2. Slug Test for Confined Aquifer - Multi-well#
Import packages#
import matplotlib.pyplot as plt
import numpy as np
import pandas as pd
import timflow.transient as tft
plt.rcParams["figure.figsize"] = [5, 3]
Introduction and Conceptual Model#
A well (Ln-2) fully penetrates a sandy confined aquifer of 6.1 m thickness. Additionally, a fully penetrating observation well (Ln-3) is located 6.45 m away from the test well. The slug displacement is 2.798 m. Head change was recorded at the slug well and the observation well. The well and casing radii of the slug well are 0.102 and 0.051 m, respectively. For the observation well, they are 0.071 and 0.025 m, respectively.
Load data#
data1 = np.loadtxt("data/ln-2.txt")
t1 = data1[:, 0] / 60 / 60 / 24 # convert time from seconds to days
h1 = data1[:, 1]
data2 = np.loadtxt("data/ln-3.txt")
t2 = data2[:, 0] / 60 / 60 / 24
h2 = data2[:, 1]
Parameters and model#
# known parameters
H0 = 2.798 # initial displacement, m
b = 6.1 # aquifer thickness, m
rw1 = 0.102 # well radius of Ln-2 Well, m
rw2 = 0.071 # well radius of observation Ln-3 Well, m
rc1 = 0.051 # casing radius of Ln-2 Well, m
r = 6.45 # distance from observation well to test well, m
Converting slug displacement into volume
Q = np.pi * rc1**2 * H0
print(f"Slug: {Q:.5f} m^3")
Slug: 0.02286 m^3
ml = tft.ModelMaq(kaq=10, z=[0, -b], Saq=1e-4, tmin=1e-5, tmax=0.01)
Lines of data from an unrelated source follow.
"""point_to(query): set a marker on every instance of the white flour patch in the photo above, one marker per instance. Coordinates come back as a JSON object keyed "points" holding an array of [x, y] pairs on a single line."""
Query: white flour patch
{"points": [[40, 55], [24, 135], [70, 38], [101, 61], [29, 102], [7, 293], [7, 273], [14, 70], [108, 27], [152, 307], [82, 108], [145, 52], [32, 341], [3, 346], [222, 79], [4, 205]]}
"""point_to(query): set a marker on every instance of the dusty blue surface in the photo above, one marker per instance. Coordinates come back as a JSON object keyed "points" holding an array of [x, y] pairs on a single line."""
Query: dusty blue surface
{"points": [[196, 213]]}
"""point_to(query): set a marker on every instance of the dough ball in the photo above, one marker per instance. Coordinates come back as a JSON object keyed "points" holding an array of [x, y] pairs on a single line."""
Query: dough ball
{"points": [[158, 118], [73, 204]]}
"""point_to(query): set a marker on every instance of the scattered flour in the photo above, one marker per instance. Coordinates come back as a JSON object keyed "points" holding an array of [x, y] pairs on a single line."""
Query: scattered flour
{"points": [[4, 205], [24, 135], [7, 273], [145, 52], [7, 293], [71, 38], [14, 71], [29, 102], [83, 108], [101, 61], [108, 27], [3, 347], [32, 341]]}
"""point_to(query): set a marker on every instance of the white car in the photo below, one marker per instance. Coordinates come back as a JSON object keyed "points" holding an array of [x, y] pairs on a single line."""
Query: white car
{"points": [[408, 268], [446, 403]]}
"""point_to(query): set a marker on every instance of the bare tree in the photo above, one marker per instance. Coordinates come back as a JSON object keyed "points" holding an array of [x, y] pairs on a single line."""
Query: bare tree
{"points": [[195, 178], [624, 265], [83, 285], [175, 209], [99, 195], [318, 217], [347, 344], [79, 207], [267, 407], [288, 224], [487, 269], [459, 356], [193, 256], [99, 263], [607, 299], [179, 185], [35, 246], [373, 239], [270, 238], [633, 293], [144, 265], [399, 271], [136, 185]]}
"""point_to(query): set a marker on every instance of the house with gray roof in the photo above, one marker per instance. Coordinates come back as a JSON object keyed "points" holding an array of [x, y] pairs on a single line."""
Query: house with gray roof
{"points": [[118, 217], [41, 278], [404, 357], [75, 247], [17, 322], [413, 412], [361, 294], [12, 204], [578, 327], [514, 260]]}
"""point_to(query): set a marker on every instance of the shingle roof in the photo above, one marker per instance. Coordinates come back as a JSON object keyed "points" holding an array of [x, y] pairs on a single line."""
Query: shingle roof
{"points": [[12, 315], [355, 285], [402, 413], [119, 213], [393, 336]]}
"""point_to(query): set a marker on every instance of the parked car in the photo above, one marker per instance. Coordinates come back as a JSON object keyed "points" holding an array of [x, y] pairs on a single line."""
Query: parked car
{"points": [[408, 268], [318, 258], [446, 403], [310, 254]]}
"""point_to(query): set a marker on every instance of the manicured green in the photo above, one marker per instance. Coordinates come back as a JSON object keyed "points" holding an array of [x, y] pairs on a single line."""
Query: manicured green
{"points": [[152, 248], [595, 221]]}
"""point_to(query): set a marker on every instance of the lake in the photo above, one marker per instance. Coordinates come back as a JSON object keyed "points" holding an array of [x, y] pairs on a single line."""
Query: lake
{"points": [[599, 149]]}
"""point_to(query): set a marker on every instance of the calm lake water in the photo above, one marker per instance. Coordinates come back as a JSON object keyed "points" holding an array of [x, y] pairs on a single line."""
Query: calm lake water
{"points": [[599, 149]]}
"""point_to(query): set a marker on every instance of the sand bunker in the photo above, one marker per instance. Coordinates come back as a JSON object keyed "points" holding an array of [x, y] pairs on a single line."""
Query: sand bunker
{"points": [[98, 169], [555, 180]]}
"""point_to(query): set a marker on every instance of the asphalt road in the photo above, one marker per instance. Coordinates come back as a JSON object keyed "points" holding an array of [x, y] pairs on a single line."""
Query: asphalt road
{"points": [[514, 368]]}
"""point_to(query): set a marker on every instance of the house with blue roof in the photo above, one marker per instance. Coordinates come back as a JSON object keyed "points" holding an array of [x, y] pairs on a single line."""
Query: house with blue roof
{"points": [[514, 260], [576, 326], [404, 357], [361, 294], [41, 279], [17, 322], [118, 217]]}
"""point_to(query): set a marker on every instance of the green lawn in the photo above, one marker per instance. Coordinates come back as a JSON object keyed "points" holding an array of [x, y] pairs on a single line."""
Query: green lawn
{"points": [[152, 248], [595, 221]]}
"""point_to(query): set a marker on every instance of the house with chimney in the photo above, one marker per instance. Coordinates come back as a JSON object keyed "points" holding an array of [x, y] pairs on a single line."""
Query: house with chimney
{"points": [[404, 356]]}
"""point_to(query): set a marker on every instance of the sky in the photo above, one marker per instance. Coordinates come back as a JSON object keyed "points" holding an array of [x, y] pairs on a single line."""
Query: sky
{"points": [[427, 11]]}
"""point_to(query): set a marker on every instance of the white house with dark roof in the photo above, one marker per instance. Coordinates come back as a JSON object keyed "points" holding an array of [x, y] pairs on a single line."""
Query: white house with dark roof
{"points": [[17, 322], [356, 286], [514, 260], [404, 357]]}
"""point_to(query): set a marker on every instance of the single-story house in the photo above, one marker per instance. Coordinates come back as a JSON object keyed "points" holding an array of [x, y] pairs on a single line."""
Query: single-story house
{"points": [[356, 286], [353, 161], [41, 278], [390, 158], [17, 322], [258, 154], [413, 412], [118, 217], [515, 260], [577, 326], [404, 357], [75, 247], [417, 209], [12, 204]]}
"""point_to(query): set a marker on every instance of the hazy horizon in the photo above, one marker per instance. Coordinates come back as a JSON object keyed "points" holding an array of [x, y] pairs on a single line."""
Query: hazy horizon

w = tft.Well(ml, xw=0, yw=0, rw=rw1, rc=rc1, tsandQ=[(0, -Q)], layers=0, wbstype="slug")
ml.solve()
self.neq 1
solution complete
Estimate aquifer parameters#
The hydraulic conductivity and specific storage are calibrated.
# unknown parameters: kaq, Saq
cal = tft.Calibrate(ml)
cal.set_parameter(name="kaq", layers=0, initial=10)
cal.set_parameter(name="Saq", layers=0, initial=1e-4)
cal.seriesinwell(name="Ln-2", element=w, t=t1, h=h1)
cal.series(name="Ln-3", x=r, y=0, layer=0, t=t2, h=h2)
cal.fit()
...................................
Fit succeeded.
display(cal.parameters.loc[:, ["optimal"]])
print(f"RMSE: {cal.rmse():.3f} m")
| optimal | |
|---|---|
| kaq_0_0 | 1.166113 |
| Saq_0_0 | 0.000009 |
RMSE: 0.010 m
hm1 = w.headinside(t1)
hm2 = ml.head(r, 0, t2, layers=0)
plt.semilogx(t1, h1 / H0, ".", label="obs ln-2")
plt.semilogx(t1, hm1[0] / H0, label="timflow ln-2")
plt.semilogx(t2, h2 / H0, ".", label="obs ln-3")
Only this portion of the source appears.